[Peace-discuss] Even business press recognizes Israeli criminality

C. G. ESTABROOK cge at shout.net
Tue Jun 1 21:48:24 CDT 2010


In re this piece, Doug Henwood of Left Business Observer writes, correctly it 
seems to me, "This is sophisticated bourgeois opinion, but it does suggest that 
there's really no global ruling class consensus in favor of Israel."
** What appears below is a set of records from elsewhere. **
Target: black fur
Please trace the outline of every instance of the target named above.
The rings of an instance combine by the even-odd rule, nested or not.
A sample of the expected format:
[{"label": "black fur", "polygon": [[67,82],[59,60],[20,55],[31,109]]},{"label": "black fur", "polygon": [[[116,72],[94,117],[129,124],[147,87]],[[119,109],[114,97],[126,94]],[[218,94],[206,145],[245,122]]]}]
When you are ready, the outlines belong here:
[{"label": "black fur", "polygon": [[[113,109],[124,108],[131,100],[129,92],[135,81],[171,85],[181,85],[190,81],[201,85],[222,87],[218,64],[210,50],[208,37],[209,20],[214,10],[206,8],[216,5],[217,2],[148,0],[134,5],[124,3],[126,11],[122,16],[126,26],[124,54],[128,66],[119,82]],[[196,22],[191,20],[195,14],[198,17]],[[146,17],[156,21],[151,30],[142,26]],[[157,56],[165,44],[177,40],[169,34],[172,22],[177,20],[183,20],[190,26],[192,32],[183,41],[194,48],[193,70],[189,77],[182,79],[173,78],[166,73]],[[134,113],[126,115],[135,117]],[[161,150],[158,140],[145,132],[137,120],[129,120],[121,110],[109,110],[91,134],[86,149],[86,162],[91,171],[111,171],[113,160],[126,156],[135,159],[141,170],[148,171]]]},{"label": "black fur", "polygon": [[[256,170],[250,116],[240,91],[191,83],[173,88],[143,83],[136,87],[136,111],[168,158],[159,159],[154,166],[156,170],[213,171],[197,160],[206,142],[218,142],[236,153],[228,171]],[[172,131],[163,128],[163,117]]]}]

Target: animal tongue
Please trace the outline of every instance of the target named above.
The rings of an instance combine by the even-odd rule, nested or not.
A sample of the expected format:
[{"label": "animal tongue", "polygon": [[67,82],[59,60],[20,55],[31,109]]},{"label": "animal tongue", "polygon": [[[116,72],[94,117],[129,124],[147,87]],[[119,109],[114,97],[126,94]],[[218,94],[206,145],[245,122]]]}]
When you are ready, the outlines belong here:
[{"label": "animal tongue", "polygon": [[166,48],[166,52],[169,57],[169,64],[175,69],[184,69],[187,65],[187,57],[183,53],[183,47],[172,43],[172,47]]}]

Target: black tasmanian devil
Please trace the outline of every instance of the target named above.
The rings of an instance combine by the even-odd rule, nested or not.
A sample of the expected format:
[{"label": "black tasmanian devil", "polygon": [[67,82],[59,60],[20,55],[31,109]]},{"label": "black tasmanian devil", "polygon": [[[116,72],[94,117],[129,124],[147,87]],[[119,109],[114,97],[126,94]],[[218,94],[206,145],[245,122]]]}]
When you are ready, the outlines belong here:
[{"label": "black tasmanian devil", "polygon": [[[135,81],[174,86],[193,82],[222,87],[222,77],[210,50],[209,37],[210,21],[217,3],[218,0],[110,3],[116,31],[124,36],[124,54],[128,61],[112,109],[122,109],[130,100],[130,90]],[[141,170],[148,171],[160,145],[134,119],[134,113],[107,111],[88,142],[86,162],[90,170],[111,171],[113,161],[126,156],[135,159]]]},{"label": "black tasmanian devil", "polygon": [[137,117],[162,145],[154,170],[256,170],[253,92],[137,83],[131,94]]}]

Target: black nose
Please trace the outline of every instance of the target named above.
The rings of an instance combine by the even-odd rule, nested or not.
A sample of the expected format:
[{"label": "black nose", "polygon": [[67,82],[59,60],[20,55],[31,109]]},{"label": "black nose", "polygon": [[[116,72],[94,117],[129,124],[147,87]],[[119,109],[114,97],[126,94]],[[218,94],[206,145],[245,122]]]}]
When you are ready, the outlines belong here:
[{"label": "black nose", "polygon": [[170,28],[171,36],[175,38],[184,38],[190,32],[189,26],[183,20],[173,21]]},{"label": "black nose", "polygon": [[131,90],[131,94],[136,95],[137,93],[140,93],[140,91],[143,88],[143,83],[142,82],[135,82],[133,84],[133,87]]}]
That's correct. Israel is the USG's dogsbody - to its own corruption - and has 
been for forty years.  Nobody else's.


On 6/1/10 6:17 AM, C. G. Estabrook wrote:
> [The Financial Times is very roughly the British analogue to the Wall
> Street Journal. --CGE]
>
> Israel is lost at sea
> Published: May 31 2010 19:12 | Last updated: May 31 2010 19:12
>
> With Monday’s brazen act of piracy, Israel dealt a blow to the
> legitimacy of its own struggle. The killing of activists aboard the
> captured ships sent Israel’s way of defending its security, which it was
> already imperative to return within the bounds of international law,
> hurtling into lawlessness.
>
> Israel claims the activists had links with extremist groups and that
> some attacked Israeli soldiers with knives and sticks (and in some
> accounts the odd light firearm). Even if true, this would not justify
> the illegal capture of civilian ships carrying humanitarian aid in
> international waters, let alone the use of deadly force.
>
> Outrageous as this behaviour was, the true outrage is the illegal
> blockade of Gaza that it enforced. Since the January 2009 Gaza war,
> which exposed Israel’s determination to destroy Hamas’s capabilities
> regardless of the cost to innocent Palestinians, Israel and Egypt have
> colluded to prevent the enclave’s reconstruction. According to the
> United Nations, three-quarters of the damage has not been repaired and
> 60 per cent of homes do not have enough food.
>
> The ostensible goal is to weaken Hamas, the Muslim Brotherhood offshoot
> that rules Gaza (and whose Egyptian incarnation is Hosni Mubarak’s only
> real opposition). But the blockade aimed at crushing it, besides the
> illegal collective punishment it implies, only shores up Hamas’s
> support. If Israel and Egypt wanted to turn Gaza into a mafia-run
> statelet, they could hardly do better than sever any alternatives to
> Hamas’s smuggling network, leaving the population even more at its mercy.
>
> Hamas engages in terrorism and fires occasional rockets into Israel, but
> it is an example of that rarest of Middle Eastern species: a popularly
> elected government. It has also signed up to the 2002 comprehensive
> peace offer by the Arab League and the Organisation of the Islamic
> Conference. If this is a bluff, it is one Israel has yet to call. That
> is what this is ultimately about. Israel’s government has been
> pretending it is ready to negotiate for peace, but that there is no one
> to negotiate with on the other side. The attack on the blockade-busters
> lays bare the country’s slide into contempt for international law,
> intolerance of dissent and wilful sabotage of viable representation for
> Palestinians.
>
> Israel has always known the importance of its conduct being judged legal
> by the world’s leading powers. Those powers – in the body of the Quartet
> and the UN Security Council – must now make clear it has gone too far.